Much is being made of the size and power of the hosts as they aim to make the most of a rule change, which will force both goalkeepers to put their kick-outs past the 45 metre line. Moran will be heavily involved in that landing area but he has no concerns about Ireland being disadvantaged.
Asked if he is prepared for a physical Australian approach, he responded: “We’re not small guys either. Our primary objective is to try to win the test, if it kicks off, it kicks off. I don’t know what to say to that.”
Australia have been known to try and intimidate Ireland, especially after defeats as they have suffered in the last two series.

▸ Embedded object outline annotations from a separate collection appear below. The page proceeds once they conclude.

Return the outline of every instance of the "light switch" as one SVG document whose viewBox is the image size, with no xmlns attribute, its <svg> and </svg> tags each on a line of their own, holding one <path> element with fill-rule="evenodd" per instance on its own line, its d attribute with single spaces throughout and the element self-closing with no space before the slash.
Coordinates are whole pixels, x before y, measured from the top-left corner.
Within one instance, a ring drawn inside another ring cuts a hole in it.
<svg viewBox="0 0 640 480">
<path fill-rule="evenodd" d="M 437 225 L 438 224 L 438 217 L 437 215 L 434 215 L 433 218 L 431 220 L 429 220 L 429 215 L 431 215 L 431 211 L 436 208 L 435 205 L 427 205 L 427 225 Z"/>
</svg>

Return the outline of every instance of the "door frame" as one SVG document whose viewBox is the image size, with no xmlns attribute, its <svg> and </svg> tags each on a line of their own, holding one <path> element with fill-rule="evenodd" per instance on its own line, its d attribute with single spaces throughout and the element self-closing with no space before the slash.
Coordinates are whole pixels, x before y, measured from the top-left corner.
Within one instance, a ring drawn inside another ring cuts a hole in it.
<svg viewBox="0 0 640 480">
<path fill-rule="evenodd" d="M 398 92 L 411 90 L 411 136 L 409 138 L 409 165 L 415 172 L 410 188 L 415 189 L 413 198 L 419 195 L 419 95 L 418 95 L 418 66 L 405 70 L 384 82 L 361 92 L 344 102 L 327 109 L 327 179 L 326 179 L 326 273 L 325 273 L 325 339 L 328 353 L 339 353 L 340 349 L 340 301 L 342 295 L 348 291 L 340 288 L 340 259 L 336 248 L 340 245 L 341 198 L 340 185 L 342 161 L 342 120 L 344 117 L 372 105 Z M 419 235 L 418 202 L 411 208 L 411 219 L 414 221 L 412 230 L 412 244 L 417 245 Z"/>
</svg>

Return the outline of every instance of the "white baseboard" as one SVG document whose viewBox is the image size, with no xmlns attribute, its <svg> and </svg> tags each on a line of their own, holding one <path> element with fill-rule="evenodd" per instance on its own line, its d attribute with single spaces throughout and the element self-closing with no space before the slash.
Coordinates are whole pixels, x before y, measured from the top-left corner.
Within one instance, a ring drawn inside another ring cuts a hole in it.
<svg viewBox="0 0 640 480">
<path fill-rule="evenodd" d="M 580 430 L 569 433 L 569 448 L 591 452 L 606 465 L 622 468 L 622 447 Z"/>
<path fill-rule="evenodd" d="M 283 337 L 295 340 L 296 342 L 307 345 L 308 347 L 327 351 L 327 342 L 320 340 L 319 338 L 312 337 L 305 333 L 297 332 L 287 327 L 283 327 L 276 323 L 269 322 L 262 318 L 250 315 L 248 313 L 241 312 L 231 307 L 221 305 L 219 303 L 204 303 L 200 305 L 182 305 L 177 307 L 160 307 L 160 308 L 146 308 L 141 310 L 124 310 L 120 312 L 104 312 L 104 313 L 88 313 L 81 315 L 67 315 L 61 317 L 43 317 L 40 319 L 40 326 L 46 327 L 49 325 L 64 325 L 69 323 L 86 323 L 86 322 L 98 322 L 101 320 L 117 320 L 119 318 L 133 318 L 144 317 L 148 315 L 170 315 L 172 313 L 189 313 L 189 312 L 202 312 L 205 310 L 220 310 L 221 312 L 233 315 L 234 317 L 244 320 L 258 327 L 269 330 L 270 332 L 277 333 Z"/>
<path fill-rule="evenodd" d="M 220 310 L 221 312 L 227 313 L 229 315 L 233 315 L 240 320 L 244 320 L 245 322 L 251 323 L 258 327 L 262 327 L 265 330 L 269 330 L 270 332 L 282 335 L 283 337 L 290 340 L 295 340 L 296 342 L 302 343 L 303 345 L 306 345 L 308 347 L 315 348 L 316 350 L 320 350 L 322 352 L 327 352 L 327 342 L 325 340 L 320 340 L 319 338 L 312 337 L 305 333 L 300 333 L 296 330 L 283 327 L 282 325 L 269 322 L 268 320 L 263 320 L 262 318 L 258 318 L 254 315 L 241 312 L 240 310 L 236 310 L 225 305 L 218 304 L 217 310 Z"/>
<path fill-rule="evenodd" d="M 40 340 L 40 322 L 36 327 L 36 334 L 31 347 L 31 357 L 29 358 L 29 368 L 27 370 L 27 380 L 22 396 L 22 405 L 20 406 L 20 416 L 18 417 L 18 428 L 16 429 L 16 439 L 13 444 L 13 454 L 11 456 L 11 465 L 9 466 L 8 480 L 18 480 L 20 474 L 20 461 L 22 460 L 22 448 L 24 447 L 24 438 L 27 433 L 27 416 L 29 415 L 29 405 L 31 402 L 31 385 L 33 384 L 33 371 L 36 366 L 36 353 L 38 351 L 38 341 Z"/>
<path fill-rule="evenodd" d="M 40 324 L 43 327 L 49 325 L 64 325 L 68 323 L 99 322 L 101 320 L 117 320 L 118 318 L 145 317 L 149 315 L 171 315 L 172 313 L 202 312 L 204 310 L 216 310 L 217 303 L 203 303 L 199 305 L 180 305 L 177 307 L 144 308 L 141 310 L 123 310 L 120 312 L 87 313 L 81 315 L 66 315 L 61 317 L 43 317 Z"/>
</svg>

After a smaller indigenous side represented Australia last year, Moran and his colleagues are under no illusions about the physical presence their opponents possess this time around.
“We’re hoping that forewarned is forearmed. I suppose intensity training has to be upped.”
For Moran, this marks a return to Australia after a trial with St Kilda in 2009. Both he and Tommy Walsh arrived at the Melbourne club but only Walsh was offered a contract. “I didn’t play that much football over there, it was just testing, runs and different distances and stuff. Maybe they thought I was a bit smaller because they kind of said that I was a couple of inches smaller and that you were more of a runner so maybe that had an impact. When I went over I was competing with Tommy because we were the same height and stuff and they had Tommy signed before we went out.”
Walsh is likely to link up with his pal Moran in Melbourne later this week but the All Star doesn’t regret missing out on the life of a professional sportsman. “I’d be talking to Tommy every day or every second day and it’s not always as good as it cracked up to be. It’s a very tough environment. I’m happy with my own career.”